The effect of (+/-)-dobutamine on adrenergic nerve endings.

Possible effects of (+/-)-dobutamine on adrenergic nerve endings were determined in experiments with ghosts of bovine chromaffin granules, with rat phaeochromocytoma (PC-12) cells and with the rat vas deferens. Dobutamine inhibited the vesicular uptake of a mixture of 70% adrenaline + 30% 3H-noradrenaline into ghosts, with an IC50 of 1.7 mumol/l. Dobutamine inhibited uptake1 of 3H-noradrenaline in PC-12 cells (with an IC50 of 0.38 mumol/l) without being a substrate.
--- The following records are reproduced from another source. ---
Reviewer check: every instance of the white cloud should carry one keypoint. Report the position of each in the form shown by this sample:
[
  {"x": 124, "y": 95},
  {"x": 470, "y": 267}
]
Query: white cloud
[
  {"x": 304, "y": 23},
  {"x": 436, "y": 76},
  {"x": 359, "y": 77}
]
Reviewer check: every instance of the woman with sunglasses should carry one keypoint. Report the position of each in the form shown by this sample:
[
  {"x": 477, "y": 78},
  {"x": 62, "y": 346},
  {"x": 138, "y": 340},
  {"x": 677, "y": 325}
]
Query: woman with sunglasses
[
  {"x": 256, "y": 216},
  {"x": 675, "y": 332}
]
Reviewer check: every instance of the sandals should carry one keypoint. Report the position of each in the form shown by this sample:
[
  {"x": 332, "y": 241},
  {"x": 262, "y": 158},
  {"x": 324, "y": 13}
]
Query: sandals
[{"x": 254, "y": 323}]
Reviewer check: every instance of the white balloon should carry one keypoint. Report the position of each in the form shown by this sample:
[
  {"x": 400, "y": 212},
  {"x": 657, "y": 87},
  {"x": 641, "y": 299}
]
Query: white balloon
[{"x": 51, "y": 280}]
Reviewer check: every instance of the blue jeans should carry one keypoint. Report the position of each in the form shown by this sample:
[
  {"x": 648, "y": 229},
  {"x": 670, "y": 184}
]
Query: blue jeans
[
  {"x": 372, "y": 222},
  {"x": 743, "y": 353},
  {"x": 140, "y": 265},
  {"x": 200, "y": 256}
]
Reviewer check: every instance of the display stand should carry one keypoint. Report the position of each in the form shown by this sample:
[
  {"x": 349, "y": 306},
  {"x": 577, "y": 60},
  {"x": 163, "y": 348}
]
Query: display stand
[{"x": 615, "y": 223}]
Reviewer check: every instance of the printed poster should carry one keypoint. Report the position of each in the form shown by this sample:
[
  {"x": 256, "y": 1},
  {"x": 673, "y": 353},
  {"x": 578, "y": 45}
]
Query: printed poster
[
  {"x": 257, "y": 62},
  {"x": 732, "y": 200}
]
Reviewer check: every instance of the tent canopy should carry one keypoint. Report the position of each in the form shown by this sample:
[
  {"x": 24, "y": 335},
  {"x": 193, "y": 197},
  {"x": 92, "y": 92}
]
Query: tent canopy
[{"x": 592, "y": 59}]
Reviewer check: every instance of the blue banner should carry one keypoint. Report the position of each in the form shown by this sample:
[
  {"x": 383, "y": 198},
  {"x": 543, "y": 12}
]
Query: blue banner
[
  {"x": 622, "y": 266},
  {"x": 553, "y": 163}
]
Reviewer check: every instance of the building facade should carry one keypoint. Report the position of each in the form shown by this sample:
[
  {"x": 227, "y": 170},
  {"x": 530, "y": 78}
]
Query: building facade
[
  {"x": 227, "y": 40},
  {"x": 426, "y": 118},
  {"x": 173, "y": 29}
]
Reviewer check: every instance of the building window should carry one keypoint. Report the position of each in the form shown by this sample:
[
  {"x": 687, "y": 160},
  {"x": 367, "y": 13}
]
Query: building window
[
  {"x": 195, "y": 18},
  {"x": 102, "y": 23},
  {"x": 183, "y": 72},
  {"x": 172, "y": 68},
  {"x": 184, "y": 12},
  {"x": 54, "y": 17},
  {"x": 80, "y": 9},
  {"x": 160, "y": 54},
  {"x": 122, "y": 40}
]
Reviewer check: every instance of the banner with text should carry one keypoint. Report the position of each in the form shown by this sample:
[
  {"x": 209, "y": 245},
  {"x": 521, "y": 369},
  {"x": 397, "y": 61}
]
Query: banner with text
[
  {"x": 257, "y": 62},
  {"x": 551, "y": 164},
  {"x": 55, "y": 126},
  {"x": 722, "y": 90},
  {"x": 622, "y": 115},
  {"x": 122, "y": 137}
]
However, dobutamine easily entered PC-12 cells by diffusion. After inhibition of MAO, COMT and vesicular uptake dobutamine (15 and 45 mumol/l) released tritium from rat vasa deferentia preloaded with 3H-noradrenaline. Equi-inhibitory concentrations of dobutamine and desipramine (against uptake1) were equi-releasing. On the other hand, when MAO and vesicular uptake were intact, dobutamine (15 mumol/l) increased the efflux of tritium from preloaded vasa deferentia much more than did an equi-inhibitory concentration of desipramine. Most of the released tritium was then 3H-DOPEG. Dobutamine is a potent inhibitor of uptake1 as well as of vesicular uptake; moreover, it easily diffuses into adrenergic nerve endings. Hence, it blocks the neuronal and the vesicular re-uptake of noradrenaline; consequently, when MAO and vesicular uptake are intact, dobutamine increases the net leakage of noradrenaline from the storage vesicles, thereby leading to an efflux of deaminated metabolites. However, dobutamine is virtually unable to release noradrenaline into the extracellular space.